1. Separate Vidarbha movement started about 100 years back, much before the Samyukta Maharashtra movement even.

2. As far back as in 1938 the CP & Berar Provincial Assembly passed a unanimous resolution for the formation of a separate Vidarbha State.

3. The Nagpur Pact for Maratha unity was in 1953 much before the Gentlemen's Agreement reg. Telangana in 1956 and persistent allegations from Vidarbha people are that it is violated all along and anyway Vidarbha is in a very backward state compared to Telangana which prospered very much under united Telugu State.

4. The capital city of Maharshtra is very distant more than 600 kilometers from Vidarbha and Vidarbha has a big former capital city Nagpur in its favor.

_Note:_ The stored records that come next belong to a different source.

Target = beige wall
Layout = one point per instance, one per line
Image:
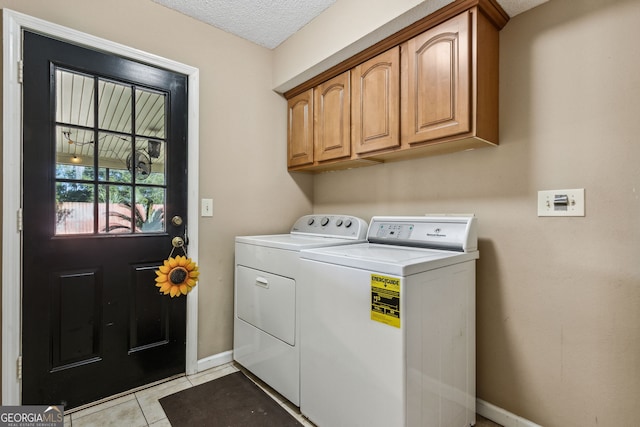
(558, 310)
(242, 134)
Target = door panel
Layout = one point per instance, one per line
(104, 165)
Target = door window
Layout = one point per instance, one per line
(110, 174)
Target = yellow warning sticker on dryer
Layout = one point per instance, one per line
(385, 299)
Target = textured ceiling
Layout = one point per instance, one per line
(264, 22)
(270, 22)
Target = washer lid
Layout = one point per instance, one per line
(294, 242)
(389, 259)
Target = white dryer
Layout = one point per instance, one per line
(266, 336)
(389, 326)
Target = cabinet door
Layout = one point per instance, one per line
(375, 103)
(436, 86)
(332, 133)
(300, 129)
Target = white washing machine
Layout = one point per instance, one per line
(389, 326)
(266, 336)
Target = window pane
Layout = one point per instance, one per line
(114, 209)
(74, 208)
(113, 151)
(150, 161)
(74, 153)
(150, 112)
(150, 202)
(74, 98)
(114, 106)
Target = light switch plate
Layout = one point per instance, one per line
(561, 202)
(206, 207)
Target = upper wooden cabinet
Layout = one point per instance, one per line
(375, 103)
(449, 89)
(332, 120)
(432, 89)
(300, 130)
(436, 82)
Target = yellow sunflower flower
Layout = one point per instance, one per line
(177, 276)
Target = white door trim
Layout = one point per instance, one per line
(12, 25)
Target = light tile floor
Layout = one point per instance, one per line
(142, 408)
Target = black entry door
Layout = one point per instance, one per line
(104, 171)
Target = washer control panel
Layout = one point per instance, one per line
(343, 226)
(457, 233)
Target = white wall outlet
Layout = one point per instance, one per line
(561, 202)
(206, 207)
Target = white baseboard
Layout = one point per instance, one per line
(215, 360)
(501, 416)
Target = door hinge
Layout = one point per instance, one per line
(20, 71)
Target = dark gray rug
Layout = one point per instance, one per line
(229, 401)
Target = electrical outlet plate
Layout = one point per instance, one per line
(561, 202)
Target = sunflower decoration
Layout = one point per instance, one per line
(177, 276)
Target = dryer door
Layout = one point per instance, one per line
(267, 301)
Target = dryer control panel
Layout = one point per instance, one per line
(342, 226)
(456, 233)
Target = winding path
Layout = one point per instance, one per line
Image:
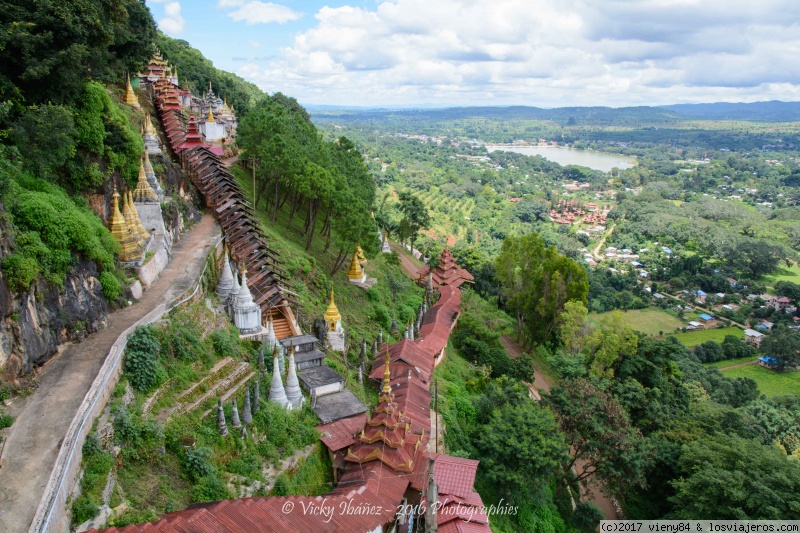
(596, 251)
(42, 419)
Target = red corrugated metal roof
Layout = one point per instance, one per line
(341, 433)
(454, 475)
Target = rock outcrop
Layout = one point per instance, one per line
(35, 323)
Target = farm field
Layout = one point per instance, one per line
(693, 338)
(650, 321)
(731, 362)
(769, 382)
(791, 273)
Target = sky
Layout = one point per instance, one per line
(544, 53)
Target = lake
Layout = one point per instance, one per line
(569, 156)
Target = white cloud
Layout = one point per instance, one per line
(540, 52)
(255, 12)
(172, 22)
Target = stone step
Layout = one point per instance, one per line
(233, 390)
(214, 370)
(221, 386)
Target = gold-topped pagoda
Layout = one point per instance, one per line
(149, 129)
(122, 233)
(332, 316)
(387, 436)
(143, 192)
(355, 274)
(447, 273)
(130, 96)
(130, 220)
(136, 220)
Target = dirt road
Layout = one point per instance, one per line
(42, 419)
(408, 264)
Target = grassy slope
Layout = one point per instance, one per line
(310, 275)
(693, 338)
(730, 362)
(769, 382)
(782, 274)
(650, 321)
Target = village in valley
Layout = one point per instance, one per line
(223, 311)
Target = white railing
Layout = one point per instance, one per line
(51, 515)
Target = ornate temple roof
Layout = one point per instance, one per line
(447, 273)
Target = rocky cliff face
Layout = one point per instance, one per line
(35, 323)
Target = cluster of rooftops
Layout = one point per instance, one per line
(386, 476)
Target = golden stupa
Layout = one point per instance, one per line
(143, 192)
(149, 129)
(332, 315)
(122, 233)
(130, 219)
(138, 221)
(130, 96)
(355, 273)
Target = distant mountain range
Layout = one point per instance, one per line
(774, 111)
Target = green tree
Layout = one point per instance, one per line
(141, 359)
(520, 447)
(49, 48)
(604, 446)
(607, 344)
(574, 327)
(731, 478)
(537, 282)
(415, 214)
(783, 346)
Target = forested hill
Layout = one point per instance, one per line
(565, 115)
(774, 111)
(197, 71)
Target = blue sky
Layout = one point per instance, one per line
(544, 53)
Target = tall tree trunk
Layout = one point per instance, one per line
(294, 207)
(275, 205)
(339, 261)
(327, 234)
(262, 186)
(313, 224)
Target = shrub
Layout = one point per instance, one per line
(112, 288)
(587, 517)
(20, 271)
(281, 487)
(198, 463)
(83, 509)
(209, 489)
(141, 359)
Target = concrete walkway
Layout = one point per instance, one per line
(42, 419)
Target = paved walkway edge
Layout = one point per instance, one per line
(51, 515)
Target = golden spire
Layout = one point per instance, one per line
(130, 97)
(143, 192)
(149, 129)
(387, 388)
(127, 214)
(355, 273)
(332, 314)
(121, 232)
(139, 226)
(148, 167)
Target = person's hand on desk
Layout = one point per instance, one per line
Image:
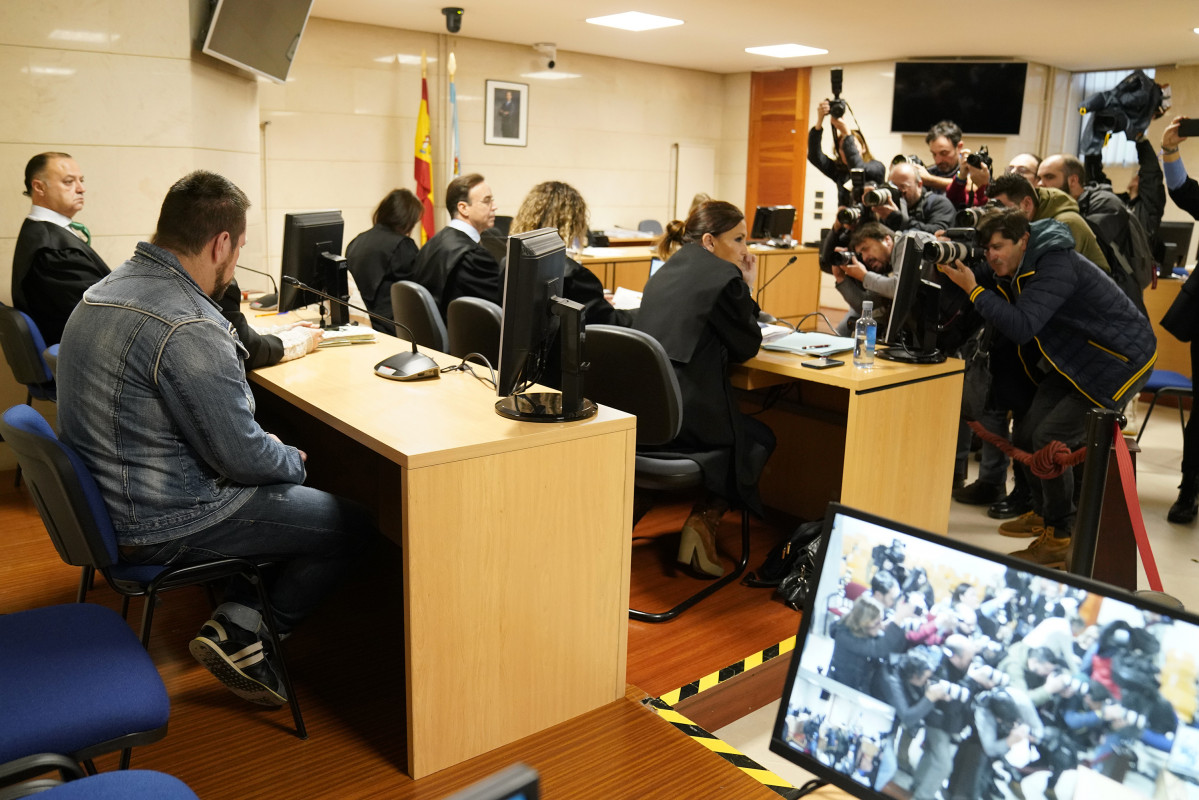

5. Vidarbha does not demand Bombay to be its capital and so the residual state of Maharashtra if Vidarbha be formed does not lose its capital city. Nagpur is not developed so much as Hyderabad has been developed due to the joint efforts of people from all regions of Andhra Pradesh. Yet it is a sufficiently big and well developed city, historically a capital city of CP & Berar for long years, and either the residual state of Maharashtra or Vidarbha if formed - both do not suffer any problem of capital city and the stakes in the capital city, etc. Even then Shinde and other Maratha leaders who are so eager to divide up Andrha Pradesh do not countenance the formation of Vidarbha! They only want to ruin a prospering neighboring State and chuckle over its ruin but do not want to do justice to a very backward [admitted by all] region in India.

This is not to say that Vidarbha should be formed under any circumstances. This is only to bring out the horrible injustice and illegalities perpetrated on Telugu people by the very people who don't tolerate even the talk of dividing up their own States for more just and valid reasons.